Given an integer num, convert it to its hexadecimal representation as a string and return it. The hexadecimal representation should use lowercase letters ('a' to 'f') for digits greater than 9. For negative numbers, use two's complement hexadecimal representation for 32-bit integers.

  • Do not use any library functions to directly convert or format the number.
  • Input is a valid 32-bit signed integer (-231 ≤ num ≤ 231 - 1).
  • Return the hexadecimal string representation without leading zeros (except for the number zero itself).

Thought Process

The problem asks for a manual conversion of an integer to its hexadecimal string, similar to how you might convert decimal to binary by repeatedly dividing by 2. Here, we divide by 16 and map the remainders to hexadecimal digits. For negative numbers, we must represent them as 32-bit unsigned values using two's complement, which means masking the number to get its correct bitwise representation.

A brute-force approach would be to use built-in formatting, but the problem restricts us from doing so. Instead, we need to handle the conversion ourselves, including edge cases like zero and negative numbers. Optimization isn't a major concern here since the conversion is straightforward, but we must be careful with bit manipulation for negative numbers.

Solution Approach

  1. Hexadecimal Digits Mapping:
    • Create a mapping from 0-15 to their hexadecimal characters ('0'-'9', 'a'-'f').
  2. Handle Zero:
    • If num is zero, return "0" immediately.
  3. Two's Complement for Negatives:
    • If num is negative, convert it to its 32-bit unsigned equivalent by masking with 0xFFFFFFFF.
  4. Repeated Division:
    • While num is not zero, repeatedly:
      • Find the remainder of num divided by 16.
      • Map the remainder to its hexadecimal character.
      • Append the character to the result (building the string in reverse).
      • Divide num by 16 (using integer division).
  5. Reverse the Result:
    • Since we build the hexadecimal string from least significant digit to most, reverse the result before returning.

This approach ensures we handle both positive and negative numbers, avoid leading zeros, and do not use forbidden built-in functions.

Example Walkthrough

Let's walk through the conversion of num = -26:

  1. Since num is negative, convert to 32-bit unsigned: num = -26 & 0xFFFFFFFF = 4294967270.
  2. Initialize an empty result string.
  3. First iteration: 4294967270 % 16 = 10 ('a'), 4294967270 // 16 = 268435454.
  4. Second: 268435454 % 16 = 14 ('e'), 268435454 // 16 = 16777215.
  5. Third: 16777215 % 16 = 15 ('f'), 16777215 // 16 = 1048575.
  6. Continue until num becomes zero, collecting digits: ['a', 'e', 'f', 'f', 'f', 'f', 'f', 'f'] (in reverse).
  7. Reverse the string to get "ffffffe6".

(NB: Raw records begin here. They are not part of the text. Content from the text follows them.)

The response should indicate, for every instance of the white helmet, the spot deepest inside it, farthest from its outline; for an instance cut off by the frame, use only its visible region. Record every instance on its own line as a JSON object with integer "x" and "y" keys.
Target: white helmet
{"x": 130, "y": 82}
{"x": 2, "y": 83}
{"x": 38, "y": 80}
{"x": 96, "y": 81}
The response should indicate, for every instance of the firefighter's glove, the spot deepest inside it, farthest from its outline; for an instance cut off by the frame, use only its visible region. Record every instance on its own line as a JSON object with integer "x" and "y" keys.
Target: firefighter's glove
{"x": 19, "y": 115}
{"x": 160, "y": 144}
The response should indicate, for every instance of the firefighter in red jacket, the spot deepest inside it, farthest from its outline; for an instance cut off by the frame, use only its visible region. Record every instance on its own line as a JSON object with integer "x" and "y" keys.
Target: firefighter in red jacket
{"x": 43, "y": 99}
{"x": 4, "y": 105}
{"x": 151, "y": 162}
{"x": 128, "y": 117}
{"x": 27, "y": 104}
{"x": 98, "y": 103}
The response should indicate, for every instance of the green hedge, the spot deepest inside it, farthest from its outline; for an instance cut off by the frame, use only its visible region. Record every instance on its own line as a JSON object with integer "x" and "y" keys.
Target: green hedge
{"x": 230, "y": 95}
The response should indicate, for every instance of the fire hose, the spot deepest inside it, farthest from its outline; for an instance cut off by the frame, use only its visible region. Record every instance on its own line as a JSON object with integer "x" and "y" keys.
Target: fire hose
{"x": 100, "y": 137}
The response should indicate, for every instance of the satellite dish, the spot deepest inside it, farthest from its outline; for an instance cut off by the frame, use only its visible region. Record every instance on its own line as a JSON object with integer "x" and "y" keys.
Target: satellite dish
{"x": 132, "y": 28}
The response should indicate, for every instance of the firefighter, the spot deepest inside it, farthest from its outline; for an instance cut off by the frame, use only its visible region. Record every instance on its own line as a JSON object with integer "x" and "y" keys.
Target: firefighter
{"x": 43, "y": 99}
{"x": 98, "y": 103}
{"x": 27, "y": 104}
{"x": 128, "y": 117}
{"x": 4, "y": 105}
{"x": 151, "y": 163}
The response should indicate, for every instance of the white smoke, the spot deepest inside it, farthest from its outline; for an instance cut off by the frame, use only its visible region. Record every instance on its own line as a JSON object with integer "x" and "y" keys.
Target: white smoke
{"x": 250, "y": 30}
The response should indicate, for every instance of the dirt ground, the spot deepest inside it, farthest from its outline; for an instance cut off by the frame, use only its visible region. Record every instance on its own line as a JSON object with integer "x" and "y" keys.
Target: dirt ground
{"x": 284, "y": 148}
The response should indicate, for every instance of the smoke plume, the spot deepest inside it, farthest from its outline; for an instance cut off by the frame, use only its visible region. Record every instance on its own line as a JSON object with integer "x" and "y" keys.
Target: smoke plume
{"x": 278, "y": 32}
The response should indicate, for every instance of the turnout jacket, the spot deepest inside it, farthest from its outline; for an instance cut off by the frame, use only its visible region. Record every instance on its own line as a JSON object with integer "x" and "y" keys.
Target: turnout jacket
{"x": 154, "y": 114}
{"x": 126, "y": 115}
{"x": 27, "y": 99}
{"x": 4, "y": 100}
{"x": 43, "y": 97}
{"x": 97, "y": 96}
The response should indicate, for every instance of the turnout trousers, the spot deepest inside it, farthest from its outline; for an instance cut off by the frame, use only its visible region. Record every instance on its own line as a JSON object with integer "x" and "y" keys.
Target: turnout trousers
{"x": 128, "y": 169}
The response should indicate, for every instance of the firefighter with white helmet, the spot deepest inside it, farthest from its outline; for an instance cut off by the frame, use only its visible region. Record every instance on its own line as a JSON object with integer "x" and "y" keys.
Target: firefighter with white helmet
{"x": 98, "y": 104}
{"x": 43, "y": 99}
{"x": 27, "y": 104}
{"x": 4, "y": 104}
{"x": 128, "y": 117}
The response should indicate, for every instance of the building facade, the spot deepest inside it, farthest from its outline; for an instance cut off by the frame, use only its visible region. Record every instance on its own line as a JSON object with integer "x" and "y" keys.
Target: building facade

Thus, -26 is represented as "ffffffe6" in hexadecimal (32-bit two's complement).

Time and Space Complexity

  • Brute-force (using built-ins): Would be O(1) due to fixed integer size, but not allowed here.
  • Manual Conversion:
    • Time Complexity: O(1), since the number of iterations is at most 8 (for 32 bits, as 4 bits per hex digit).
    • Space Complexity: O(1), as the output string is at most 8 characters (excluding the edge case for zero).
  • The approach is efficient, handling all cases with a small, constant number of steps.

Summary

To convert an integer to its hexadecimal string, we repeatedly divide by 16 and map remainders to hex digits, handling negative numbers using 32-bit two's complement. This approach is efficient, simple, and avoids forbidden built-ins, making it both robust and elegant. The key insight is using bit masking for negatives and building the result in reverse.

Code Implementation

class Solution:
    def toHex(self, num: int) -> str:
        if num == 0:
            return "0"
        hex_chars = "0123456789abcdef"
        result = []
        # Handle negative numbers using two's complement
        num &= 0xFFFFFFFF
        while num:
            result.append(hex_chars[num % 16])
            num //= 16
        return ''.join(reversed(result))
      
class Solution {
public:
    string toHex(int num) {
        if (num == 0) return "0";
        string hex_chars = "0123456789abcdef";
        string result = "";
        unsigned int n = num;
        while (n) {
            result += hex_chars[n % 16];
            n /= 16;
        }
        reverse(result.begin(), result.end());
        return result;
    }
};
      
class Solution {
    public String toHex(int num) {
        if (num == 0) return "0";
        char[] hexChars = "0123456789abcdef".toCharArray();
        StringBuilder sb = new StringBuilder();
        // Use unsigned right shift to handle negatives
        while (num != 0 && sb.length() < 8) {
            sb.append(hexChars[num & 0xf]);
            num >>>= 4;
        }
        return sb.reverse().toString();
    }
}
      
var toHex = function(num) {
    if (num === 0) return "0";
    let hexChars = "0123456789abcdef";
    let result = "";
    // Use 32-bit unsigned representation
    num = num >>> 0;
    while (num) {
        result = hexChars[num % 16] + result;
        num = Math.floor(num / 16);
    }
    return result;
};